1, 1, 1, 2, 3, 3, 3, 4, 5, 5, 5, 5, 50, 105, 100, 125

We could try:

• Tracking the cost of all merges to date, so we could use some more interesting statistics of the merge costs rather than just the max and cumulative sum of the past.
• Remembering more than one state so that we don't need to make the decision of whether or not to discard a previous potentially-interesting state until we see all the merge costs.

The hope would be that, in retrospect, we'd be able to make smarter choices than we can on the fly.

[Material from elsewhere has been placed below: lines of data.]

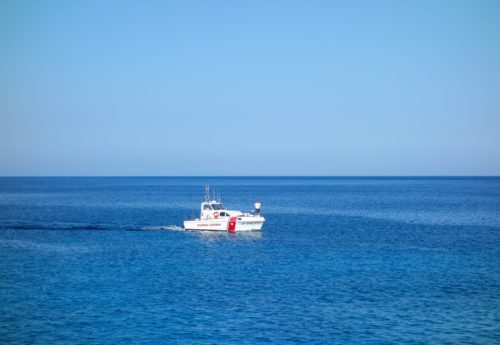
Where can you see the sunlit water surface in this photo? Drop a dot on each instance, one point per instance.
(340, 260)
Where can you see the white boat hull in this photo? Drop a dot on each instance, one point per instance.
(236, 223)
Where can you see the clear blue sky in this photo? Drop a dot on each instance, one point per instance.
(250, 87)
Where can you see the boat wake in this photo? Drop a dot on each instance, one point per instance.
(87, 227)
(159, 228)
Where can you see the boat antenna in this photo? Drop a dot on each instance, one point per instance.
(207, 193)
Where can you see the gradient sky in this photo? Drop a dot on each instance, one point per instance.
(250, 87)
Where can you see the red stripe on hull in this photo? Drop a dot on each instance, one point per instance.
(231, 225)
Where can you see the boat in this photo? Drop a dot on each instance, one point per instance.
(215, 217)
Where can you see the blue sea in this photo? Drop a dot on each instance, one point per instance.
(339, 261)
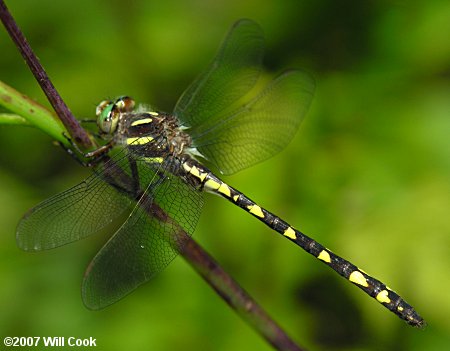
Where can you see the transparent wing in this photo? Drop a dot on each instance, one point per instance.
(233, 72)
(260, 128)
(147, 242)
(76, 213)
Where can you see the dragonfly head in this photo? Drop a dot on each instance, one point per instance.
(109, 112)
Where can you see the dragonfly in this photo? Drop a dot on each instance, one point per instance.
(152, 174)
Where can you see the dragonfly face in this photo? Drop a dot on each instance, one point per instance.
(109, 113)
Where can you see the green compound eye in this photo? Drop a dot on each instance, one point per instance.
(109, 112)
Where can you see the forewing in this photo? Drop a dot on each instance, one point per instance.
(75, 213)
(232, 73)
(147, 242)
(260, 128)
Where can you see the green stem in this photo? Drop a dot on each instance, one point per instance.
(34, 113)
(13, 120)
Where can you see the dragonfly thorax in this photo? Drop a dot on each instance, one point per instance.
(140, 128)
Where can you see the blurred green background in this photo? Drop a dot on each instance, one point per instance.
(367, 175)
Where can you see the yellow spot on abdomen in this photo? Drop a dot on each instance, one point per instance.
(357, 278)
(154, 159)
(196, 173)
(141, 121)
(324, 256)
(224, 189)
(383, 296)
(290, 233)
(139, 140)
(212, 184)
(256, 210)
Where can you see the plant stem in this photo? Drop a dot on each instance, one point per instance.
(78, 134)
(34, 113)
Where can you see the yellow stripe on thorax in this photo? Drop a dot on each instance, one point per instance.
(139, 140)
(141, 121)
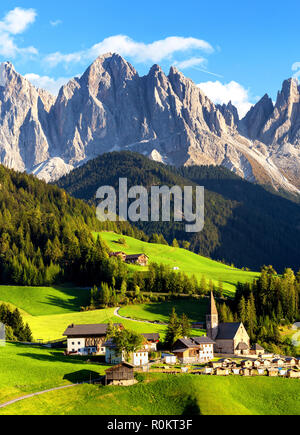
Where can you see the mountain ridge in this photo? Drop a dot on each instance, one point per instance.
(111, 108)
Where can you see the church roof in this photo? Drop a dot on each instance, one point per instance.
(227, 331)
(242, 346)
(212, 305)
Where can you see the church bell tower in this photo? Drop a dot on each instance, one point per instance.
(212, 319)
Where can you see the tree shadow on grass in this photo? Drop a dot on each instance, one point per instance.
(194, 309)
(60, 357)
(77, 298)
(192, 407)
(82, 376)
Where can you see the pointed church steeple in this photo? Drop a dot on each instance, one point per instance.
(212, 319)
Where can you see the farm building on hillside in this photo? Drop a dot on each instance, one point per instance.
(257, 349)
(120, 254)
(140, 259)
(151, 341)
(121, 374)
(231, 338)
(138, 358)
(194, 350)
(87, 339)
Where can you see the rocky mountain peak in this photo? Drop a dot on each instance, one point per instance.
(256, 118)
(230, 114)
(111, 108)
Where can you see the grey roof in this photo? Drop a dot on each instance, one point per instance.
(227, 331)
(87, 330)
(132, 257)
(203, 340)
(152, 337)
(185, 343)
(124, 363)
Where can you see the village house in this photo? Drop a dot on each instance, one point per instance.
(247, 363)
(221, 371)
(291, 362)
(120, 254)
(151, 341)
(230, 338)
(87, 339)
(169, 358)
(140, 259)
(278, 362)
(291, 373)
(257, 349)
(139, 357)
(194, 350)
(121, 374)
(272, 371)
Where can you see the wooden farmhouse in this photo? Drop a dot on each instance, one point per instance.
(272, 372)
(87, 339)
(247, 363)
(138, 358)
(140, 259)
(151, 341)
(257, 349)
(293, 374)
(121, 374)
(291, 362)
(230, 338)
(194, 350)
(120, 254)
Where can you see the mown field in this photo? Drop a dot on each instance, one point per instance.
(49, 311)
(186, 261)
(172, 395)
(196, 310)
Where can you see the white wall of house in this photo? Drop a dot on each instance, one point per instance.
(77, 346)
(206, 352)
(140, 358)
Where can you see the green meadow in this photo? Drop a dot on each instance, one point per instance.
(172, 395)
(196, 310)
(28, 369)
(186, 261)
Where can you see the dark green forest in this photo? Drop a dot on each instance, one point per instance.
(269, 302)
(245, 224)
(46, 236)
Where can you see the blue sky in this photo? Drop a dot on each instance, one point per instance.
(233, 49)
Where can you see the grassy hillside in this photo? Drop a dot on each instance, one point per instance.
(42, 301)
(244, 224)
(187, 261)
(196, 310)
(170, 395)
(27, 369)
(49, 311)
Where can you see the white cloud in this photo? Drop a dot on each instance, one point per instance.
(15, 22)
(44, 82)
(221, 93)
(55, 23)
(139, 51)
(190, 63)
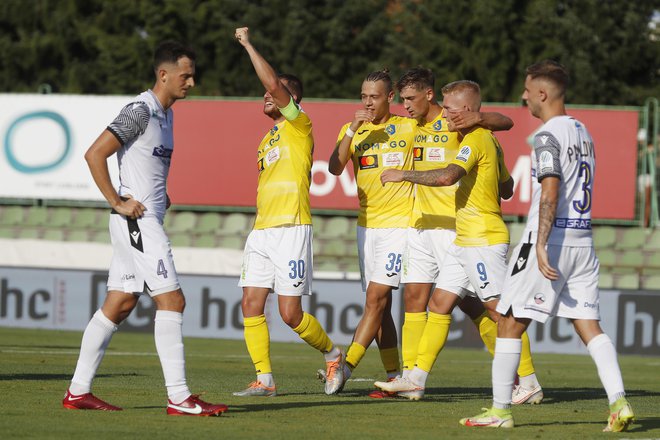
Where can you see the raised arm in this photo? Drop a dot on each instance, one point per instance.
(97, 159)
(265, 72)
(491, 120)
(440, 177)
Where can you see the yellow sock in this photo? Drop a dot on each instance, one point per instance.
(390, 359)
(310, 331)
(432, 340)
(526, 366)
(354, 355)
(487, 330)
(257, 340)
(411, 333)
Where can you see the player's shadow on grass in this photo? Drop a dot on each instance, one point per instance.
(46, 376)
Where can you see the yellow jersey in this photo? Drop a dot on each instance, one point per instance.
(435, 147)
(284, 160)
(478, 213)
(374, 148)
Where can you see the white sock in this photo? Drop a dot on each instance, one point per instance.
(418, 376)
(529, 382)
(266, 379)
(505, 364)
(96, 338)
(169, 344)
(332, 354)
(603, 353)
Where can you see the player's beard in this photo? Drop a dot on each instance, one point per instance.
(272, 111)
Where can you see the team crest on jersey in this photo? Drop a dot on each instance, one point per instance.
(546, 163)
(368, 162)
(435, 154)
(464, 154)
(392, 159)
(273, 155)
(162, 151)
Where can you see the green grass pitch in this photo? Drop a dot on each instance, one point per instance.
(36, 366)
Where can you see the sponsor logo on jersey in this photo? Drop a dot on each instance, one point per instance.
(162, 151)
(573, 223)
(464, 154)
(368, 162)
(273, 155)
(435, 154)
(546, 163)
(392, 159)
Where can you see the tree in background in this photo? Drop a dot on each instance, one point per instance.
(102, 47)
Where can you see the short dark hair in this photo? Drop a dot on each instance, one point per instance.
(294, 84)
(552, 71)
(419, 78)
(381, 75)
(170, 51)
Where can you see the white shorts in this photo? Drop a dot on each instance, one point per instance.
(425, 253)
(279, 259)
(477, 270)
(380, 252)
(531, 295)
(142, 257)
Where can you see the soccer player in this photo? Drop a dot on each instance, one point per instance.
(554, 271)
(433, 227)
(278, 251)
(141, 136)
(477, 256)
(377, 140)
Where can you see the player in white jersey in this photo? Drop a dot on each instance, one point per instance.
(554, 270)
(141, 136)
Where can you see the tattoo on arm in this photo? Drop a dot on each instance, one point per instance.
(440, 177)
(547, 210)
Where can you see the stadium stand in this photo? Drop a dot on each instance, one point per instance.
(629, 256)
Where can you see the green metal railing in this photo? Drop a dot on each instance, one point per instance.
(648, 165)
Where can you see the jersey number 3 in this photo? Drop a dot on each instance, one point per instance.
(584, 205)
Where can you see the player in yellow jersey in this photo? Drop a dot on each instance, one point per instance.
(377, 140)
(476, 259)
(432, 230)
(278, 252)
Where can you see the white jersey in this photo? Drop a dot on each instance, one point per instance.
(144, 129)
(563, 148)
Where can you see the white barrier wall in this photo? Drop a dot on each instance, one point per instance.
(66, 299)
(44, 139)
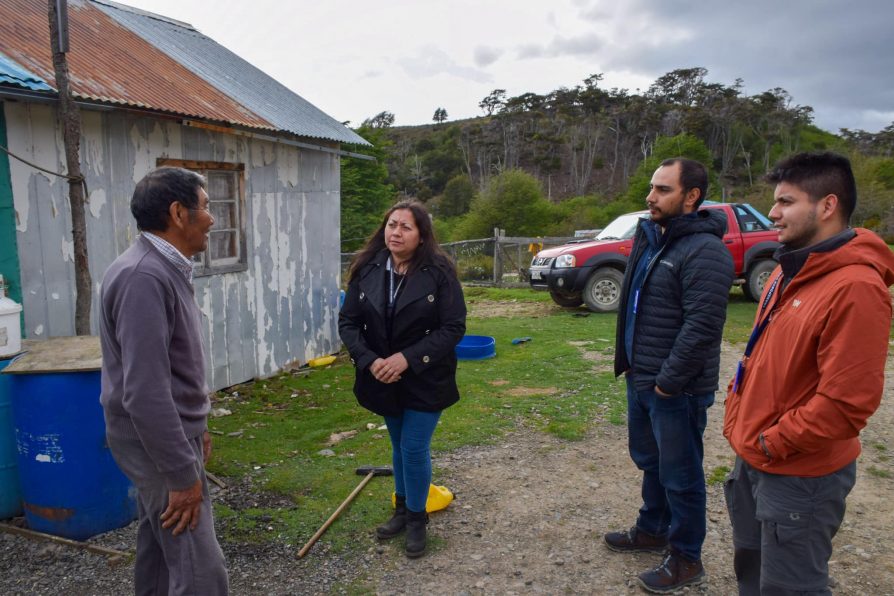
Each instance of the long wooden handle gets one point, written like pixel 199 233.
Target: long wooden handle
pixel 333 517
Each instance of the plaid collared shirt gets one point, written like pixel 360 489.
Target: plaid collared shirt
pixel 177 258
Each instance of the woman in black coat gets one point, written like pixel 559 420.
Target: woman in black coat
pixel 403 315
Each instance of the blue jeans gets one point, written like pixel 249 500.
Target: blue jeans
pixel 411 434
pixel 665 440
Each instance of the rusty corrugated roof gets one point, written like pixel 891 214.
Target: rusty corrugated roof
pixel 111 64
pixel 241 81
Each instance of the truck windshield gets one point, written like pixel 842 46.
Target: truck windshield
pixel 621 228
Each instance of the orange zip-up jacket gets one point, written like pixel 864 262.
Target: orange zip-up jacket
pixel 816 374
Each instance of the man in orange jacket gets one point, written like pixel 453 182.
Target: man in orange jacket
pixel 812 375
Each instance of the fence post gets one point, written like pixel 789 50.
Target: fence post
pixel 498 257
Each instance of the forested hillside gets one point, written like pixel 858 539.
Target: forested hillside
pixel 575 157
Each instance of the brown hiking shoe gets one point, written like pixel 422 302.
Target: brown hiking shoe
pixel 674 572
pixel 635 540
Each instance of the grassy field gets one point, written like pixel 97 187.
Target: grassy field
pixel 560 382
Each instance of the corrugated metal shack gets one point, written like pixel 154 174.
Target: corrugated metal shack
pixel 155 91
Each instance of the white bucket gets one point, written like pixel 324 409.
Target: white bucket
pixel 10 330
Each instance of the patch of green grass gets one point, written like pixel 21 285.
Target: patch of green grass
pixel 279 426
pixel 718 475
pixel 878 472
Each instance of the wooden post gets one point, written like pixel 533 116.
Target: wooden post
pixel 70 120
pixel 498 257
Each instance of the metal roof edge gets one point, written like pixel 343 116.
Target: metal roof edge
pixel 146 13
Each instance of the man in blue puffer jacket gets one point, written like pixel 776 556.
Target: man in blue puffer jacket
pixel 670 322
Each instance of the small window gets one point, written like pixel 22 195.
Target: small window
pixel 226 198
pixel 751 220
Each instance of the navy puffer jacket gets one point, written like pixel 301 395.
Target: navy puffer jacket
pixel 681 309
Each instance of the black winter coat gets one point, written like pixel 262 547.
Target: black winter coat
pixel 682 307
pixel 429 320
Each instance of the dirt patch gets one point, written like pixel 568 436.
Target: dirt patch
pixel 526 391
pixel 530 514
pixel 510 308
pixel 604 362
pixel 528 518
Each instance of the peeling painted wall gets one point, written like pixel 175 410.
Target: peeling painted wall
pixel 282 309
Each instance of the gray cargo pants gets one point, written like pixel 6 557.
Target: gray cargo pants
pixel 191 563
pixel 783 528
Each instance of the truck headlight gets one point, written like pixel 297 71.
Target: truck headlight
pixel 565 261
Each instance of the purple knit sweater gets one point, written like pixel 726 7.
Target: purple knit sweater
pixel 153 366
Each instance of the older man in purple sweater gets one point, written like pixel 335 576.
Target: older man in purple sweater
pixel 154 394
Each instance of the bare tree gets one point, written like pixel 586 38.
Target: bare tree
pixel 70 120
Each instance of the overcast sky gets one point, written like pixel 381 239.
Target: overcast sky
pixel 356 58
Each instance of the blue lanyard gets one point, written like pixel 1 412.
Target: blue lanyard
pixel 392 291
pixel 762 322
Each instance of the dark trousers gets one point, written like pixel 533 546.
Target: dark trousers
pixel 190 563
pixel 783 528
pixel 665 438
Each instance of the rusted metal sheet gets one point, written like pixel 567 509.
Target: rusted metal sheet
pixel 111 64
pixel 234 76
pixel 283 308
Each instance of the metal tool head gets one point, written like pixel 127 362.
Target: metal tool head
pixel 375 470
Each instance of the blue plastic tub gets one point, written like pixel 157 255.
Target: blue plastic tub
pixel 10 491
pixel 71 486
pixel 476 347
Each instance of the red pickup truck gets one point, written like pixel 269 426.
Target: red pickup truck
pixel 590 271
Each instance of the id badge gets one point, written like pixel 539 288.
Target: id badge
pixel 740 375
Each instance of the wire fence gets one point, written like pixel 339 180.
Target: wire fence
pixel 497 261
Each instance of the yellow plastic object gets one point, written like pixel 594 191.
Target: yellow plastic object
pixel 321 361
pixel 438 498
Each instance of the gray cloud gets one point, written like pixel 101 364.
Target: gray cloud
pixel 432 61
pixel 486 55
pixel 831 55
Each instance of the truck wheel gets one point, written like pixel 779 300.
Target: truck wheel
pixel 602 292
pixel 566 299
pixel 757 276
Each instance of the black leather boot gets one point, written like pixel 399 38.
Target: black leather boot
pixel 398 521
pixel 416 522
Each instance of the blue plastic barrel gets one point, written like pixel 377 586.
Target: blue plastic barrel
pixel 71 486
pixel 10 493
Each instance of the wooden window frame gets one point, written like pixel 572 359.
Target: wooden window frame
pixel 203 263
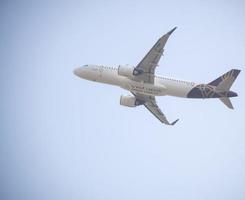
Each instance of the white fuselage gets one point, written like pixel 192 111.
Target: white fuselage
pixel 109 75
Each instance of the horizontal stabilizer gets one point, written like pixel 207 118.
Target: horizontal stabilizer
pixel 227 102
pixel 224 82
pixel 173 123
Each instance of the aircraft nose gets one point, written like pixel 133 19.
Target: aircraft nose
pixel 78 71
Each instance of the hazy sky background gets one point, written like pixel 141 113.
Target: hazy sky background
pixel 67 138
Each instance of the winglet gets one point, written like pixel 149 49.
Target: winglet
pixel 170 32
pixel 173 123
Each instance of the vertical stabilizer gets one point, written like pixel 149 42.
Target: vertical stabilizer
pixel 227 102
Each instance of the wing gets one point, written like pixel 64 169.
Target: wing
pixel 151 105
pixel 150 61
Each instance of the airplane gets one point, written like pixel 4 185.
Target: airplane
pixel 144 85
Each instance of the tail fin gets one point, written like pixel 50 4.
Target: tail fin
pixel 224 82
pixel 227 102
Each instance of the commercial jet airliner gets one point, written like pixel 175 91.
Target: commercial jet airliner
pixel 144 85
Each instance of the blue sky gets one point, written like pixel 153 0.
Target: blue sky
pixel 66 138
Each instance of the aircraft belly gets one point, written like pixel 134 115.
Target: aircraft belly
pixel 145 88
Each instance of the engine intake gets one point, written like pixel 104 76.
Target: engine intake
pixel 130 101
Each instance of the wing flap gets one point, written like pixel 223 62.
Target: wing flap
pixel 148 64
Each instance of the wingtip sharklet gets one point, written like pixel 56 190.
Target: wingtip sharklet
pixel 170 32
pixel 173 123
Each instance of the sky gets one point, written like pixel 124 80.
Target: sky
pixel 62 137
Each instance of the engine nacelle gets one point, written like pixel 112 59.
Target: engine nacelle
pixel 128 71
pixel 130 101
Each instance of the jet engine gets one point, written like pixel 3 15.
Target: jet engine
pixel 128 71
pixel 130 101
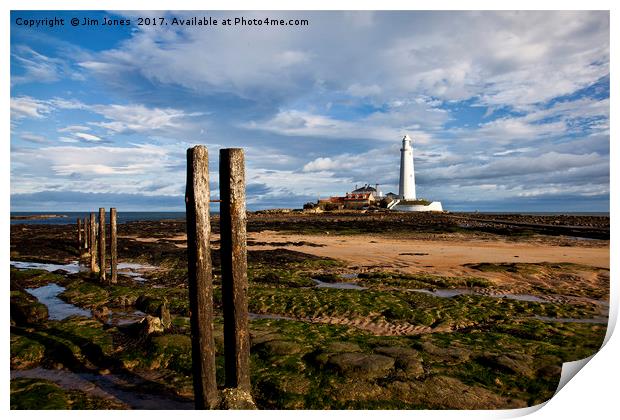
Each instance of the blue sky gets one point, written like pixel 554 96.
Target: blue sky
pixel 509 111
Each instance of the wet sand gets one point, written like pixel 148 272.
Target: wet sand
pixel 444 257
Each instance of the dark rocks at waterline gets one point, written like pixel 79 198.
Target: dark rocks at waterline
pixel 407 360
pixel 360 365
pixel 26 309
pixel 236 399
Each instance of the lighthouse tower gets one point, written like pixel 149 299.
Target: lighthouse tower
pixel 406 186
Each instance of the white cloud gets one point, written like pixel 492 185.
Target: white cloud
pixel 501 58
pixel 37 67
pixel 87 137
pixel 73 128
pixel 28 107
pixel 137 118
pixel 33 138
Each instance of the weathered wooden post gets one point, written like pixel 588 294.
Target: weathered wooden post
pixel 85 236
pixel 101 245
pixel 113 245
pixel 234 269
pixel 79 236
pixel 93 244
pixel 200 277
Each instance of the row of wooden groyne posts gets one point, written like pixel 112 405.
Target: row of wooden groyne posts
pixel 233 239
pixel 92 244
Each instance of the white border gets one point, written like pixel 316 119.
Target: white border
pixel 591 395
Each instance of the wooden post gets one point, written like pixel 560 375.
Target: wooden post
pixel 234 269
pixel 102 245
pixel 113 245
pixel 85 236
pixel 79 236
pixel 93 244
pixel 200 277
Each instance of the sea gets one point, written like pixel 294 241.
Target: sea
pixel 69 217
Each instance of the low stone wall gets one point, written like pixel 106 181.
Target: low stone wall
pixel 403 206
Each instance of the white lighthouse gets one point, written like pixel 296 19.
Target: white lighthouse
pixel 406 186
pixel 406 199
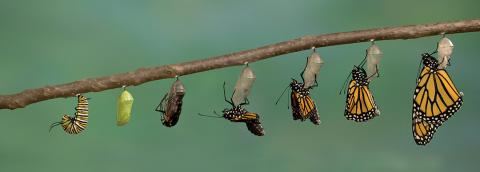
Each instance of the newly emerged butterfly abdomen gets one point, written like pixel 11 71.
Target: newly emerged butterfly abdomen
pixel 77 123
pixel 315 118
pixel 445 49
pixel 124 107
pixel 171 104
pixel 374 55
pixel 312 69
pixel 359 75
pixel 255 127
pixel 429 61
pixel 243 86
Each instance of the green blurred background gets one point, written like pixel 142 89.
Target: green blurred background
pixel 53 42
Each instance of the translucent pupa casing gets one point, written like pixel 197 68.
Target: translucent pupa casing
pixel 172 105
pixel 243 86
pixel 124 108
pixel 312 69
pixel 445 49
pixel 374 55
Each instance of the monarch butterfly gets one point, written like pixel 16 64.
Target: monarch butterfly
pixel 77 123
pixel 239 114
pixel 303 106
pixel 434 101
pixel 436 98
pixel 171 104
pixel 360 105
pixel 423 131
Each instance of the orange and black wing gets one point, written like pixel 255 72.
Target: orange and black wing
pixel 360 105
pixel 423 131
pixel 436 98
pixel 303 106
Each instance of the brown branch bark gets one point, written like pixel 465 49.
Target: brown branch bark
pixel 144 75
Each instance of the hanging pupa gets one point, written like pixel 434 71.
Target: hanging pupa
pixel 124 107
pixel 244 85
pixel 374 55
pixel 312 69
pixel 171 104
pixel 445 49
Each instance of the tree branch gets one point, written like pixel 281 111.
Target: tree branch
pixel 144 75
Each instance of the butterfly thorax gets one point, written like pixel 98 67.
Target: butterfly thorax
pixel 360 76
pixel 234 113
pixel 299 88
pixel 429 61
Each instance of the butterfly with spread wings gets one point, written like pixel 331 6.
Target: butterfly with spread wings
pixel 434 101
pixel 360 105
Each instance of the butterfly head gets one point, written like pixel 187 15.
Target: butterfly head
pixel 429 61
pixel 231 113
pixel 296 86
pixel 359 74
pixel 82 99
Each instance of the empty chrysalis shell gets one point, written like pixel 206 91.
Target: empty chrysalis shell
pixel 374 54
pixel 244 85
pixel 171 104
pixel 312 69
pixel 124 108
pixel 445 49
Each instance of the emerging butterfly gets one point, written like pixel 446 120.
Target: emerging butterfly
pixel 77 123
pixel 239 114
pixel 303 106
pixel 434 101
pixel 360 104
pixel 171 104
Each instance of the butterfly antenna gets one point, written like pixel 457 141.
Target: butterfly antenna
pixel 211 116
pixel 344 84
pixel 364 59
pixel 282 94
pixel 54 125
pixel 225 95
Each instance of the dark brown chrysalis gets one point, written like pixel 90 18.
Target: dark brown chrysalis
pixel 171 104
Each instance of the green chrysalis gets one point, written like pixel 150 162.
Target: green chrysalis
pixel 124 108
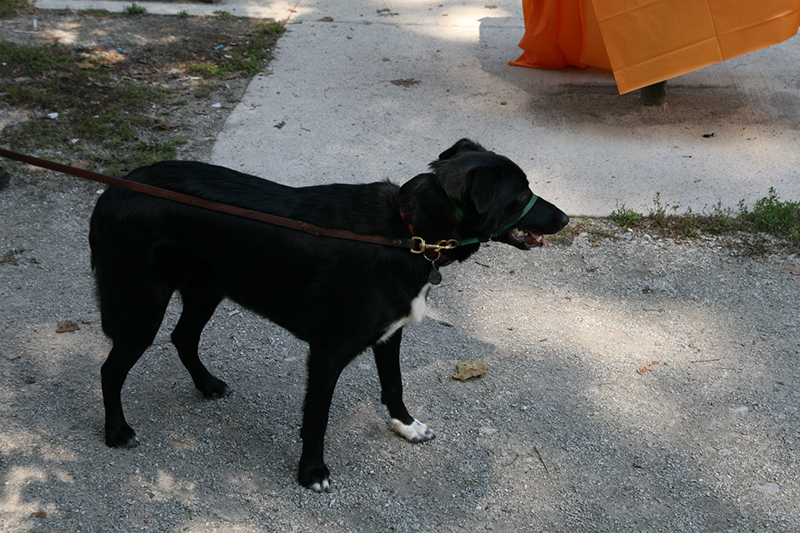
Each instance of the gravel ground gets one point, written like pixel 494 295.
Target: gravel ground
pixel 635 384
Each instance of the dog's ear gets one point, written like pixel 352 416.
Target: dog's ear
pixel 464 145
pixel 483 189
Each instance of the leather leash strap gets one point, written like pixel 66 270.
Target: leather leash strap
pixel 415 245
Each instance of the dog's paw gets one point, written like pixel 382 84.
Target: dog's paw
pixel 122 438
pixel 214 388
pixel 414 432
pixel 316 478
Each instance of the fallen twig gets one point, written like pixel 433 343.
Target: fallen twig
pixel 541 458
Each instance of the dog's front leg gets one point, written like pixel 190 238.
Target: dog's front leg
pixel 387 359
pixel 324 368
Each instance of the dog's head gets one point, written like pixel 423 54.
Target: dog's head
pixel 492 196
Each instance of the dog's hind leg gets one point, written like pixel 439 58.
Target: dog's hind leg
pixel 113 372
pixel 132 312
pixel 198 306
pixel 387 359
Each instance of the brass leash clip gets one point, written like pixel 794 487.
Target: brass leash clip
pixel 444 244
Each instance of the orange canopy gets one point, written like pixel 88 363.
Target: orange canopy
pixel 648 41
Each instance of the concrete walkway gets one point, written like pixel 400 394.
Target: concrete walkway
pixel 366 90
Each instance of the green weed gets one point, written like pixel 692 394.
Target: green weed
pixel 8 8
pixel 769 215
pixel 134 9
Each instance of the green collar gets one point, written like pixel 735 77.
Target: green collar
pixel 474 240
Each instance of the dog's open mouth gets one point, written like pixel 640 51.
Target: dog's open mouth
pixel 526 239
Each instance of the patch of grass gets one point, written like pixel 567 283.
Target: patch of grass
pixel 33 59
pixel 769 215
pixel 96 111
pixel 204 69
pixel 8 8
pixel 224 15
pixel 246 57
pixel 774 216
pixel 97 13
pixel 134 9
pixel 272 29
pixel 626 218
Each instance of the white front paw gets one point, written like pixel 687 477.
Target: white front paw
pixel 415 432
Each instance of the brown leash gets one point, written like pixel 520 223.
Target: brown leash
pixel 416 245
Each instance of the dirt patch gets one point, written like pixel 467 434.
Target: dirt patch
pixel 113 91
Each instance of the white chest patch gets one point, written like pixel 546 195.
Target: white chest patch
pixel 418 309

A simpler solution for the specific example you provide could be providing a parameter to require more significant increases in cost for a merge to be considered the tipping point. On this line, cost_increase == biggest_cost_increase could become something like cost_increase >= 2.0*biggest_cost_increase, where 2.0 would be parameterized.

[jrtechs]

@StephenKappel I will definitely look into that. Just for clarification, what would be the difference between the min_stop_frac and this new error_increase_tolerance? Does the min_stop_frac define the increase in error allowed before we stop merging where the error_increase_tolerance would help us push more partitions/buckets to be merged?

[StephenKappel]

The main motivation for min_stop_frac is to prevent the algorithm from giving a suboptimal solution when the "best" solution is a single line segment. It prevents the algorithm from stopping merging too soon if no single merge has led to a large fraction of the total error.

A new parameter would help the algorithm stop sooner, but this wouldn't contradict min_stop_frac. That is, in order to stop merging, the min_stop_frac-based threshold would still have to be met. However, after that's met (it will always be met for every future iteration after it's first true), we need a new parameter to help prevent too much merging.